The main difference between the two modes is that, in batch mode, the model is loaded for every batch of documents whereas in streaming mode, the model is loaded once and you can keep streaming the documents. In batch mode, you wait till all the documents in the batch are assigned topic mixtures whereas in streaming mode the topic mixture is assigned on a per document basis. In streaming mode, only a part of the model is loaded depending on how much memory you allocate for storing the model. However, we ensure that the model for the most important words (words that occurr more frequently) are loaded before loading the model for lesser frequent words till the allocated is memory is used up. The model loading time can be significant if its big. Hence the case for a streaming mode for those of you who do not want to bear the cost of loading a big model every time you want to infer topic mixtures on new documents.
Each of these is described in detail with an illustration below in the next subsection.
The other dimension to consider is the size of the data. If your corpus has a couple of million documents and you are willing to wait for a couple of days then all you need to know is the single machine setup where all the data is on a single machine (usually multi-core) and you run LDA on that machine.

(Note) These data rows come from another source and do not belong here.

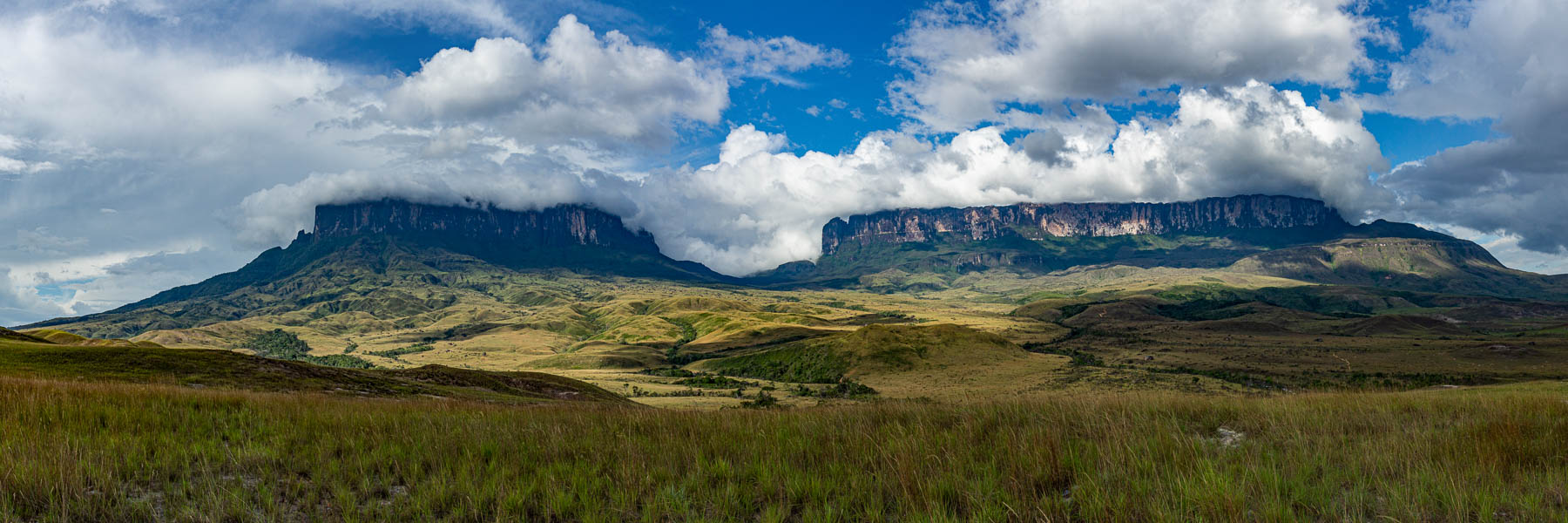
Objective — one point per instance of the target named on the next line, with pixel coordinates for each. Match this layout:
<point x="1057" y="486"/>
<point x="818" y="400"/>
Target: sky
<point x="152" y="143"/>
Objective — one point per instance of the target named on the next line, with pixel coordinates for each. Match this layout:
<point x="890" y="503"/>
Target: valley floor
<point x="78" y="452"/>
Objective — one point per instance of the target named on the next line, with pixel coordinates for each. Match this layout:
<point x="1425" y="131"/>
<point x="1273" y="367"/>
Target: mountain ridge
<point x="1275" y="236"/>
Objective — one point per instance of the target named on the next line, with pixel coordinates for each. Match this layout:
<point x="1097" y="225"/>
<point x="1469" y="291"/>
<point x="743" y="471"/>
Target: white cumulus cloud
<point x="966" y="66"/>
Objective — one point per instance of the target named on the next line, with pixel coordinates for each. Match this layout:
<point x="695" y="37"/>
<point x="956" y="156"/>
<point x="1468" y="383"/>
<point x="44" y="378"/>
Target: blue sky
<point x="149" y="143"/>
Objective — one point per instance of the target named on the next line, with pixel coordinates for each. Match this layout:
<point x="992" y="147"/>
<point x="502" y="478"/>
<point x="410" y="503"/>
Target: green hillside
<point x="237" y="371"/>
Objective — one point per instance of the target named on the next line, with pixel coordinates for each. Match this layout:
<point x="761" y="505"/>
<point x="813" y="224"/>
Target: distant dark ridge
<point x="1081" y="219"/>
<point x="556" y="227"/>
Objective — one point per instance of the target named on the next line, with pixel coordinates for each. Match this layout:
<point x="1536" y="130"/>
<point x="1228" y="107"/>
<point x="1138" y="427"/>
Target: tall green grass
<point x="132" y="452"/>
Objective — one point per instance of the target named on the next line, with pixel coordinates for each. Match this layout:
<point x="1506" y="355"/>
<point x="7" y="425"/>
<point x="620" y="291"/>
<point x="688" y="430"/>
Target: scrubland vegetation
<point x="140" y="452"/>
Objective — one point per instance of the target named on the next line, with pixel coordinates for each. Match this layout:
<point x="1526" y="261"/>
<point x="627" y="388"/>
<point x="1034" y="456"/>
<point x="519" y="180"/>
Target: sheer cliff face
<point x="554" y="227"/>
<point x="1097" y="219"/>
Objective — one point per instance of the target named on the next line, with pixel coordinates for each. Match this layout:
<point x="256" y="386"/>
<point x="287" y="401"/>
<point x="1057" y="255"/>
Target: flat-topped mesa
<point x="551" y="227"/>
<point x="1074" y="219"/>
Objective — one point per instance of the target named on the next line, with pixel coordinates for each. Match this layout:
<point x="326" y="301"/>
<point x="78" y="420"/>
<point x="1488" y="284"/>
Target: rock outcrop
<point x="1093" y="219"/>
<point x="525" y="229"/>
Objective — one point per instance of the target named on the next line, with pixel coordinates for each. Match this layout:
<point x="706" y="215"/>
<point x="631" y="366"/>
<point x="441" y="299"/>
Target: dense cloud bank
<point x="1505" y="62"/>
<point x="146" y="143"/>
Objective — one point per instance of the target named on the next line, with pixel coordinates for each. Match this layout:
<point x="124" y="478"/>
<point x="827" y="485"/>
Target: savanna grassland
<point x="78" y="452"/>
<point x="427" y="385"/>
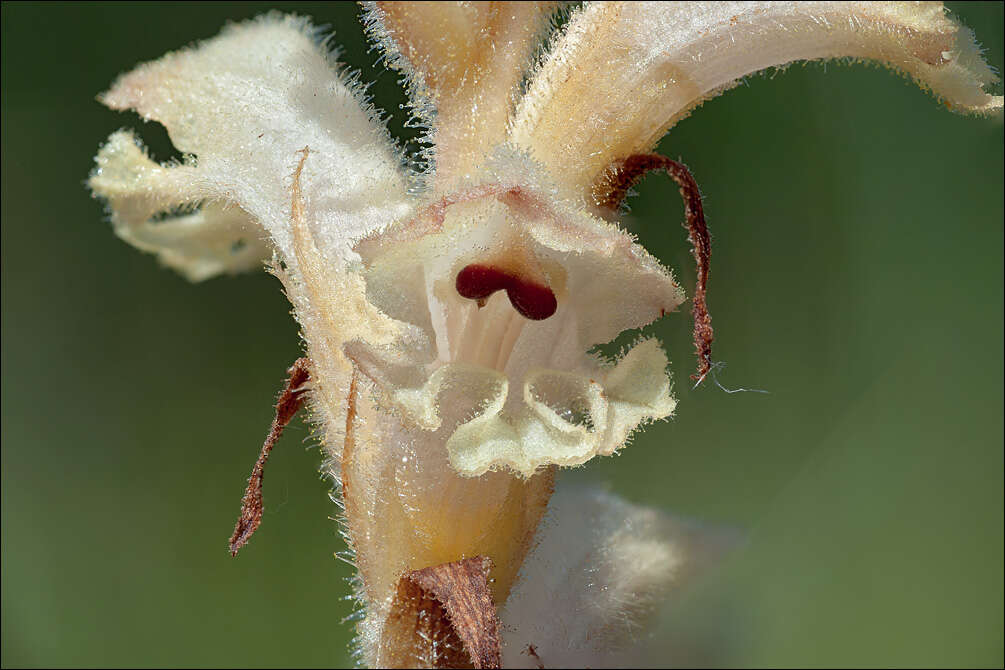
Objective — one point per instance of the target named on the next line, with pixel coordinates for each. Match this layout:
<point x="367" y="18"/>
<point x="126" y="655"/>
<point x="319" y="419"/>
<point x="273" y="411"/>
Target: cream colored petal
<point x="566" y="418"/>
<point x="464" y="62"/>
<point x="157" y="209"/>
<point x="242" y="104"/>
<point x="599" y="568"/>
<point x="623" y="72"/>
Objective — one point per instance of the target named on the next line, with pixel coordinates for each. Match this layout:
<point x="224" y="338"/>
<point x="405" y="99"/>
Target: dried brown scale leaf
<point x="609" y="192"/>
<point x="252" y="506"/>
<point x="443" y="616"/>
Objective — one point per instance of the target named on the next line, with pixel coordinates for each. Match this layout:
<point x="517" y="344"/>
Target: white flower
<point x="449" y="316"/>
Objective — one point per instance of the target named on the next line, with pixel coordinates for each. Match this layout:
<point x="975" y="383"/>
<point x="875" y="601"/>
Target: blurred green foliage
<point x="856" y="274"/>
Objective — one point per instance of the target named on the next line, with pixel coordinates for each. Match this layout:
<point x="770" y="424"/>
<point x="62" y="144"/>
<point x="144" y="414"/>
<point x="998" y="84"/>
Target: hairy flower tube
<point x="449" y="314"/>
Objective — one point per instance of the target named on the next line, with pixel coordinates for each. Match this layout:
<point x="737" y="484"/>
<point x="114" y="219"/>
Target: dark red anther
<point x="532" y="299"/>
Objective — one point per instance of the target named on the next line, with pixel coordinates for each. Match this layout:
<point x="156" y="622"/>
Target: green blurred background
<point x="856" y="274"/>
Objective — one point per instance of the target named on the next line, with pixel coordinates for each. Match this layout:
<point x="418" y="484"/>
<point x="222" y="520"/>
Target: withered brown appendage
<point x="290" y="401"/>
<point x="443" y="617"/>
<point x="532" y="651"/>
<point x="610" y="190"/>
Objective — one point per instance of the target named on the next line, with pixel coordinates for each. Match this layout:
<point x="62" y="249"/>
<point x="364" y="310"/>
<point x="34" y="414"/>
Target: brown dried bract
<point x="443" y="617"/>
<point x="610" y="190"/>
<point x="286" y="407"/>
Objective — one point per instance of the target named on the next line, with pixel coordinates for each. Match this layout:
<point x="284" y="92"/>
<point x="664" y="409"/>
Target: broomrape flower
<point x="448" y="314"/>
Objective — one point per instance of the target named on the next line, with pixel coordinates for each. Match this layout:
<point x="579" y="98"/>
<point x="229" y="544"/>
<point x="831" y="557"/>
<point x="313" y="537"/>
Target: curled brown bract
<point x="252" y="505"/>
<point x="609" y="192"/>
<point x="443" y="617"/>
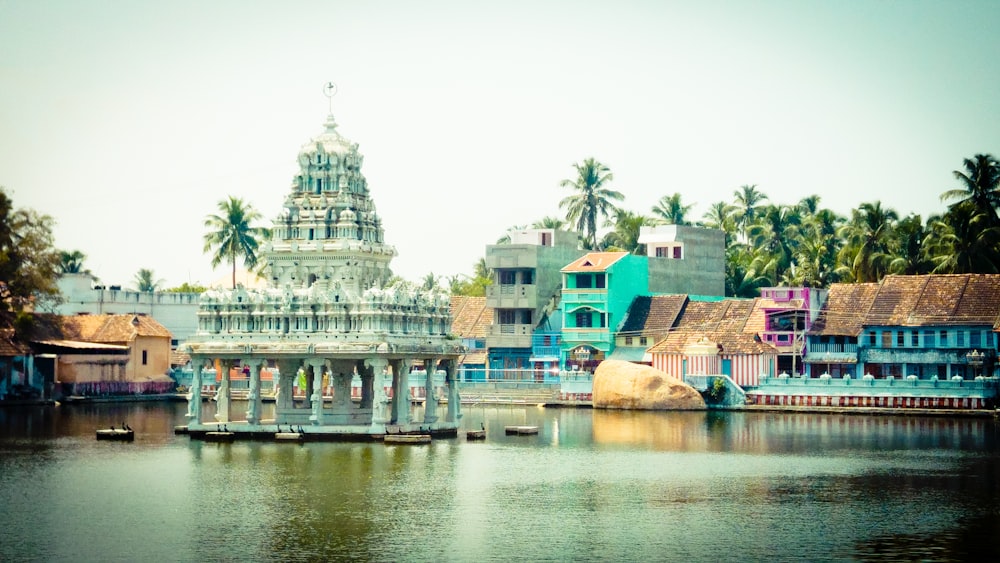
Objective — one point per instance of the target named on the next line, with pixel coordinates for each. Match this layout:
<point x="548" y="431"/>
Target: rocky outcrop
<point x="624" y="385"/>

If your corpus is larger than that, you have no choice but to resort to the multi-machine setup. Here you split your data amongst multiple machines (possibly each machine being a multi-core one) and run LDA on all those machines. The Y!LDA framework currently provides a hadoop based distributed LDA mechanism that uses a custom implemented distributed hash table. The framework provides hadoop-streaming scripts that do the entire thing (splitting, training, testing) in a distributed fashion on the hadoop cluster backed by the HDFS as the distributed file system where your data is stored. If you do not have a hadoop cluster at your disposal, we currently do not provide any scripts to run things automatically. You will have to distribute the data manually, copy the binary version, if its a homogenous setup, else install and run the framework on all the nodes containing data and finally execute binaries to merge the distributed parts of the model. We will only detail the steps to achieve them. Perhaps, one can contribute some scripts back so that this can be done automatically!